Thrips are food to many generalist predators, especially Orius, and just as in the case of aphids, preservation of predatory insects and spiders via careful use of insecticides can reduce the risk of damaging thrips populations.

Management-chemical control: HOME USE

  • acetamiprid
  • azadirachtin (neem oil)-Some formulations are OMRI-listed for organic use.
  • Beauvaria bassiana-Some formulations are OMRI-listed for organic use.
  • carbaryl
  • cyfluthrin
  • deltamethrin
  • kaolin-Applied as a spray to foliage it acts to repel certain insect pests.

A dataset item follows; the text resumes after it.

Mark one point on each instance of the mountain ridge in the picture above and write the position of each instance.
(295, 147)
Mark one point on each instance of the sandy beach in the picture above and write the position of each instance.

Some formulations are OMRI-listed for organic use.
  • malathion
  • permethrin
  • pyrethrins (often as a mix with other ingredients)-Some formulations are OMRI-listed for organic use.
  • plant essential oils (e.g., canola, clove, garlic)-Have shown some efficacy in controlling thrips. Some formulations are OMRI-listed for organic use.
  • spinosad-Some formulations are OMRI-listed for organic use.
  • zeta-cypermethrin

Management-chemical control: COMMERCIAL USE

It is unclear how significant thrips damage can be on potatoes, however, growers commonly treat for the pest in the Columbia Basin of Washington. Very few products, however, list thrips under the pests controlled. Pyrethroid insecticide (Group 3 in Tables 1-2) applications make aphid management more difficult and can lead to outbreaks of spider mites.